Abstract

Research of ionic liquids (ILs) is one of the most rapidly growing fields in the past years, focusing on the ultimate aim of large scale industrial applications. Due to their unique tunable properties, such as negligible vapor pressure at room temperature, stable liquid phase over a wide temperature range and thermal stability at high temperatures, ionic liquids are creating an continuously growing interest to use them in synthesis and catalysis as well as extraction processes for the reduction of the amount of volatile organic solvents (VOSs) used in industry. For the general understanding of these materials it is of importance to develop characterization techniques to determine their thermodynamic and physicochemical properties as well as predict properties of unknown Ionic Liquids to optimize their performance and to increase their potential future application areas.
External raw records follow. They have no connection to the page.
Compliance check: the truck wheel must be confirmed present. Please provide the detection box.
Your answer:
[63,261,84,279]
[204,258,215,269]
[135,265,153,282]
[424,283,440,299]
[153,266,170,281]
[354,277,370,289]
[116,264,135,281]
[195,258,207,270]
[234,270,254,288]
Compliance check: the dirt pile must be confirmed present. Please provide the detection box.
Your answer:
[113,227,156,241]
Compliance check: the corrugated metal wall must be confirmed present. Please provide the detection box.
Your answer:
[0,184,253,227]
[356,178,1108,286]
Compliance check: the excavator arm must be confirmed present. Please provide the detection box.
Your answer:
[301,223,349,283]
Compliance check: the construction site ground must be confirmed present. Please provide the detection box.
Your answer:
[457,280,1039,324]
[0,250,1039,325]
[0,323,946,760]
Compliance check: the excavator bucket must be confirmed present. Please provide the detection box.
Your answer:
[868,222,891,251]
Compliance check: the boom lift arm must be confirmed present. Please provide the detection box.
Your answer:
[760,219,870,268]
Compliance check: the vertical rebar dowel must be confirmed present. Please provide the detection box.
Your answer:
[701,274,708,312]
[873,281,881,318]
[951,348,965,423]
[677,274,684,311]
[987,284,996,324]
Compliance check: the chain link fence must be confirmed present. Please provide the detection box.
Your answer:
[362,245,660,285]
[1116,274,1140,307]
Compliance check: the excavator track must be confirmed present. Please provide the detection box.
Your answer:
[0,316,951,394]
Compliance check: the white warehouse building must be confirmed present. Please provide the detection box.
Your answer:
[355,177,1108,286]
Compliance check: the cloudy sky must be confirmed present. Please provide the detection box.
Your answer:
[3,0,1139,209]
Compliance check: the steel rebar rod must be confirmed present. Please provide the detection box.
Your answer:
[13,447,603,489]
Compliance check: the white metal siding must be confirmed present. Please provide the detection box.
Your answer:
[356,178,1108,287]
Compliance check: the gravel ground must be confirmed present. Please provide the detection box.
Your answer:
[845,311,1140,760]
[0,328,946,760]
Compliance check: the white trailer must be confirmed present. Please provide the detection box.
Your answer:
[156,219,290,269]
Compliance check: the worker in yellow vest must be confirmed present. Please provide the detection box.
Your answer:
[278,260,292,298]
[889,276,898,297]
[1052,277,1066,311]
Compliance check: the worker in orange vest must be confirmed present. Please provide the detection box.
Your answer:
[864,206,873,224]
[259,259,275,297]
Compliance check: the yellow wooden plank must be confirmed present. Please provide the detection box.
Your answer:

Our laboratory in cooperation with several national and international academic and industrial partners is contributing to these efforts by the establishment of various dedicated characterization techniques (like activity coefficient measurements using GC technology) as well as determination of thermodynamic and physicochemical properties from a continuously growing portfolio of (functionalized) ionic liquids. Based on the received property data we published several papers related to the adjacent prediction of properties (like molar enthalpy of vaporization, parachor, interstice volume, interstice fractions, thermal expansion coefficient, standard entropy etc.). Additionally our laboratory created and launched a new most comprehensive Ionic Liquid property data base--delphIL.(www.delphil.net). This fast growing collections of IL data will support researchers in the field to find and evaluate potential materials for their applications and hence decrease the time for new developments. In this chapter we introduce the following techniques, summarize recent published results completed by our own investigations: 1. Activity coefficient measurements using GC technique, 2. Thermodynamic properties determined by adiabatic calorimetry and thermal analysis (DSC, TG-DTG). 3. Estimation and prediction of physicochemical properties of ILs based on experimental density and surface tension data.